Des papiers d’identité aux courses: nos empreintes digitales vont-elles se retrouver partout?

C’est une donnée personnelle que vous ne risquez pas de perdre, ni de falsifier. Chaque empreinte digitale est différente, et c’est bien pour cela qu’elle devrait figurer sur la nouvelle carte d’identité électronique (eID), comme l’annonce DataNews. A partir de la fin du mois, une phrase de test sera lancée : vingt-cinq communes pourront expérimenter les nouvelles cartes munies des empreintes digitales de leurs habitants. Parmi les communes concernées, Bruxelles, Woluwe-Saint-Lambert, Alost, Tournai, Ath ou encore Louvain.

Le projet n’est pas nouveau : Datanews rappelle qu’il a été approuvé l’année dernière, mais sa mise en œuvre a été retardée par la chute du gouvernement en décembre 2018. Et même si l’opération devrait être lancée bientôt, elle ne fait pas l’unanimité dans le domaine de la sécurité. L’initiative citoyenne Ministry of Privacy a introduit une requête à la Cour constitutionnelle, et le Conseil d’Etat doit se prononcer.

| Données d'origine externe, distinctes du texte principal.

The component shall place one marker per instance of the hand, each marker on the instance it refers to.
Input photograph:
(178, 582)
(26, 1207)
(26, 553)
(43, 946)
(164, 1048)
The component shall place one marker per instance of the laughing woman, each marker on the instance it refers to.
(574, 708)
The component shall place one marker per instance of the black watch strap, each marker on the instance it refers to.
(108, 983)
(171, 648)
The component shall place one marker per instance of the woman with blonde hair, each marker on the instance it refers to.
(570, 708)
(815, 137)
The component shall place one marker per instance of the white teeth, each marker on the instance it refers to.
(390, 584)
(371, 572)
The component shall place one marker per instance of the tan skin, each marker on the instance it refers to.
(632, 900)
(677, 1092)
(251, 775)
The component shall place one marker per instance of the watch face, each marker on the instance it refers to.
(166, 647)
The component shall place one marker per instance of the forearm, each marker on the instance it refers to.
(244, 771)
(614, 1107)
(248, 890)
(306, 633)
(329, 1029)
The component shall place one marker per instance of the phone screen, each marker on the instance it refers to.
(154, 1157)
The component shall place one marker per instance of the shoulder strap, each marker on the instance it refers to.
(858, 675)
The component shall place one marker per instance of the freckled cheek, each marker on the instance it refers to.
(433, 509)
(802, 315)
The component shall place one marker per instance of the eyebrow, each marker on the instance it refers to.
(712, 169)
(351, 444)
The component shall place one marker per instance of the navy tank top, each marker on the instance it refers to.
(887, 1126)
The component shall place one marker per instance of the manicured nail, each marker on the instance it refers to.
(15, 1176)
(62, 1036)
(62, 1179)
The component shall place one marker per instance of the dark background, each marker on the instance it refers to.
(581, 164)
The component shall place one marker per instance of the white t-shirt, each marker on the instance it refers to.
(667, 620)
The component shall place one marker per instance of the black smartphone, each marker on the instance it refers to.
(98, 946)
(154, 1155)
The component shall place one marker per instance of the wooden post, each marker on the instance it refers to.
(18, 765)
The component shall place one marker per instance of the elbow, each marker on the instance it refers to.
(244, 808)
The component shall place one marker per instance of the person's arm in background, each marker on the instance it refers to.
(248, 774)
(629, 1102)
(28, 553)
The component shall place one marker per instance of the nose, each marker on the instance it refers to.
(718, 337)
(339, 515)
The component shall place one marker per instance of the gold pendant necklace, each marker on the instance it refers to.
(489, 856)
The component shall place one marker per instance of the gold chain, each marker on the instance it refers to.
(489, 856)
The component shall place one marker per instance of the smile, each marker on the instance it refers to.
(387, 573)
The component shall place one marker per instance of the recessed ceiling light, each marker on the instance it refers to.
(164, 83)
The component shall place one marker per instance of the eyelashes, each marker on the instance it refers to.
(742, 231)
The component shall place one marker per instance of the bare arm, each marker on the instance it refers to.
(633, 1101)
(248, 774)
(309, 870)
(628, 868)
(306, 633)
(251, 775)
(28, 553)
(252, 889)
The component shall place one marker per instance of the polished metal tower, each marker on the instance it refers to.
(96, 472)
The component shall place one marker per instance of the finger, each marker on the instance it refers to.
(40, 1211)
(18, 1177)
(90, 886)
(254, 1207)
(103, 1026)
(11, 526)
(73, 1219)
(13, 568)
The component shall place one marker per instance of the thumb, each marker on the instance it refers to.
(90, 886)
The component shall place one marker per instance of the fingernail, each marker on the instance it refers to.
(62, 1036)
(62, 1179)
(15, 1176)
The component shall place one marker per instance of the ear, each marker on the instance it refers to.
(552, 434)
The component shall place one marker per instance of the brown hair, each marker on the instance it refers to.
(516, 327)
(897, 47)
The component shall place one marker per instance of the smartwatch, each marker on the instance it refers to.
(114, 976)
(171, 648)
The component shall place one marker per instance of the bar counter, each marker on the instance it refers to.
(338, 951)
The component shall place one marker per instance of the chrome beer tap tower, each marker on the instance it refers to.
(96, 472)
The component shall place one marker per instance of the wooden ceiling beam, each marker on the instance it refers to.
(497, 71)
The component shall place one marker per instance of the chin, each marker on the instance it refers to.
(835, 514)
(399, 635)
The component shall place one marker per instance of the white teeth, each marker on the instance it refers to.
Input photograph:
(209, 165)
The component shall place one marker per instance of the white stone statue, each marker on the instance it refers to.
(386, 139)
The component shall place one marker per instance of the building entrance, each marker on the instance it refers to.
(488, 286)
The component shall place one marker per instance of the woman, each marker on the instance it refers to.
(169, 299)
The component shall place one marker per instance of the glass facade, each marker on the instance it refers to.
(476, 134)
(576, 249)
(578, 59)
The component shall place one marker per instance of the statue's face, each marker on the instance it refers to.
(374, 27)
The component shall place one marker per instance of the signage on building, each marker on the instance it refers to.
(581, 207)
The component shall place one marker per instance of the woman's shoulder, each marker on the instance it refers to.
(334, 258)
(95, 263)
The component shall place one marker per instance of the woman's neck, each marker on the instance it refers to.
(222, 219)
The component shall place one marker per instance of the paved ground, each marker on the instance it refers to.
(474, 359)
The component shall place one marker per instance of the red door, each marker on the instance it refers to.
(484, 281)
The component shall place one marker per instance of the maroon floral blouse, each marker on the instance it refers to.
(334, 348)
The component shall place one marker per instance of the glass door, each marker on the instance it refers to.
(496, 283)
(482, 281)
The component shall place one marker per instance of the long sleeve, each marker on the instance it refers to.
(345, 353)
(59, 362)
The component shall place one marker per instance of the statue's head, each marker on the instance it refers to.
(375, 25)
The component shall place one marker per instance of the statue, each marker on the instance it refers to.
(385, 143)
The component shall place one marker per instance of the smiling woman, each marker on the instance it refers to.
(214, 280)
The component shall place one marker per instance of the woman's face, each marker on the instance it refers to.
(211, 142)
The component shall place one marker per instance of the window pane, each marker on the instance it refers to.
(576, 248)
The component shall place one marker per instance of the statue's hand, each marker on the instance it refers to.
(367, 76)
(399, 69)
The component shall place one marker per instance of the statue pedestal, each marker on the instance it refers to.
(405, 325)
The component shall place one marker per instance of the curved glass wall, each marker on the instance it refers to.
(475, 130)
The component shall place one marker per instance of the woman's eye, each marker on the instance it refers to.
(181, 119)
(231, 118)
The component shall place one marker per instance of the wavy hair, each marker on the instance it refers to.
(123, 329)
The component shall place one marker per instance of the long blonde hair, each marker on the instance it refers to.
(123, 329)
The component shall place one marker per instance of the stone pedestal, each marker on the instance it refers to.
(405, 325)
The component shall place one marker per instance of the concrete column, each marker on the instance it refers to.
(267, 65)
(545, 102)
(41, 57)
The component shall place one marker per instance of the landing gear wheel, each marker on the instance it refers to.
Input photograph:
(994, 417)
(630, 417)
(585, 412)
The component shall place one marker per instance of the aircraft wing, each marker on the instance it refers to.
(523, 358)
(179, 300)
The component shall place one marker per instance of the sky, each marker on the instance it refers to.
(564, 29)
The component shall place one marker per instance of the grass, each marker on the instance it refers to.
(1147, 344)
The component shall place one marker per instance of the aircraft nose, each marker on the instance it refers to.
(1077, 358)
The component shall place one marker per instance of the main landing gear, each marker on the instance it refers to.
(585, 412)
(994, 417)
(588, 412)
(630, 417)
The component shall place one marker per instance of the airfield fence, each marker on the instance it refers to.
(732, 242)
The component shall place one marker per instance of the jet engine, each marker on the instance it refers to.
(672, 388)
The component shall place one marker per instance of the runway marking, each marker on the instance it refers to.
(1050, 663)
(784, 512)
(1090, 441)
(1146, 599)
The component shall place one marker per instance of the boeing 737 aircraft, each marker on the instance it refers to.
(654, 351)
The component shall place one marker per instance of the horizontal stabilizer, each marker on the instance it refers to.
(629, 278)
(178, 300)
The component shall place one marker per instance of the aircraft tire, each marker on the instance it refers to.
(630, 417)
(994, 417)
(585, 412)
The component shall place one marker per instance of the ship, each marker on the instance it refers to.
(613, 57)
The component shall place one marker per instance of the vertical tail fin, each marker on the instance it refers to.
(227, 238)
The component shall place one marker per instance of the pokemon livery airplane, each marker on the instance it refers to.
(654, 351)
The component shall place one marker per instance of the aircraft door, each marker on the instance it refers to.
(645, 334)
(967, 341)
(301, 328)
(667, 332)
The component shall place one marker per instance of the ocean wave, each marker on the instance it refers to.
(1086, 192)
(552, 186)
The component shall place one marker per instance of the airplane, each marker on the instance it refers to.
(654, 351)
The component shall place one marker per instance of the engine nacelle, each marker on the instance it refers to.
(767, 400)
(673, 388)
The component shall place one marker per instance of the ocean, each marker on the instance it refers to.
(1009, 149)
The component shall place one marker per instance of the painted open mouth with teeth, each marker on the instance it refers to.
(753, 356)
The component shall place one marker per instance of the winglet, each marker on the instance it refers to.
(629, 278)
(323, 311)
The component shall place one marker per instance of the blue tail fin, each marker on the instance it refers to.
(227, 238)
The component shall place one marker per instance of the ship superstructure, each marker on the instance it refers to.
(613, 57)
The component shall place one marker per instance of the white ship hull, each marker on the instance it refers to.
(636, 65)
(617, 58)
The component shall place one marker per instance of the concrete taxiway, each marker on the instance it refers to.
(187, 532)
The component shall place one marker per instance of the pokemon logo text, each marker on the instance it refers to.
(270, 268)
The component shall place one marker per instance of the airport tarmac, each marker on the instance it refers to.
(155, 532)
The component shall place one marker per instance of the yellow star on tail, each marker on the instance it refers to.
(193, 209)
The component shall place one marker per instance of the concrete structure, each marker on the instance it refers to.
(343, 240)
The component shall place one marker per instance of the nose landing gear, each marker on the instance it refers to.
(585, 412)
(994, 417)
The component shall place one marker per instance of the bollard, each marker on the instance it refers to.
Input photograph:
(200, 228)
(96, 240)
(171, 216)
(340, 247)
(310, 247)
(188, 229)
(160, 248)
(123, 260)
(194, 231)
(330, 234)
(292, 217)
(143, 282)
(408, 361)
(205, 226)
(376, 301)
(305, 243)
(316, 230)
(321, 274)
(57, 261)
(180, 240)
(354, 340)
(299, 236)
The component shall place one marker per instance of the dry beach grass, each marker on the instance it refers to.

Vraiment utile pour la carte d’identité?

Il y a un an, la Commission de la protection de la vie privée avait rendu un avis négatif, bien que non-contraignant, sur la question. D''abord parce qu’aucune analyse relative à la protection des données n’avait été faite, et que ce projet contrevenait à la réglementation européenne et au RGPD (règlement général sur la protection des données). Ensuite, parce qu’elle ne jugeait pas cette mesure très utile : "notre carte d’identité est déjà dotée de dispositifs de lutte contre la falsification (hologramme…) ainsi que d’un élément biométrique (l’image faciale)", écrivait la Commission. Pour les scientifiques de la KUL, la reconnaissance faciale est plus performante que les empreintes digitales.

De l’autre côté, les défenseurs de la mesure avancent que les passeports contiennent déjà une puce électronique avec les empreintes digitales : pourquoi ne pas l’appliquer à eID ? La Commission de la protection de la vie privée avait rétorqué que l’usage de la carte d’identité avait beaucoup plus d’usages que le passeport. Le SPF Intérieur a réfuté ces critiques, et les mesures de sécurité prises ne figurent pas dans le texte de loi, note Datanews. La Belgique utilisera les mêmes standards que celui des puces des passeports européens.

Payer avec ses empreintes

Les empreintes digitales, il en est également question chez Carrefour. La chaîne de grande distribution compte lancer début 2020 un test de paiement avec celles du client, qui auront au préalable été reliées à une carte bancaire. "Il ne doit pas sortir sa carte bancaire ou sa carte de fidélité, donc c’est un gain de temps pour lui, explique Siryn Stambouli, porte-parole de Carrefour Belgique. On se rend compte que les clients sont très pressés quand ils font leurs courses." Les modalités et le lieu de l’opération en Belgique ne sont pas encore fixés, mais la chaîne précise qu’elle sera également testée en Roumanie.

Qu’en est-il cette fois du RGPD ? La protection des données personnelles et bancaires sera une vraie gageure : il pourrait y avoir un risque de piratage. Mais l’entreprise reste confiante : "Ce règlement est suivi de façon très rigoureuse par Carrefour et par l’entreprise qui nous fournit le service, affirme Siryn Stambouli. Nous sommes 'GDPR Compliant' (compatible avec le RGPD, ndlr) et c’est quelque chose de fondamental." Il vaut mieux en être certain : des hackers chinois ont réussi à démontrer qu'ils pouvaient déverrouiller un téléphone grâce à une empreinte digitale laissée sur un verre.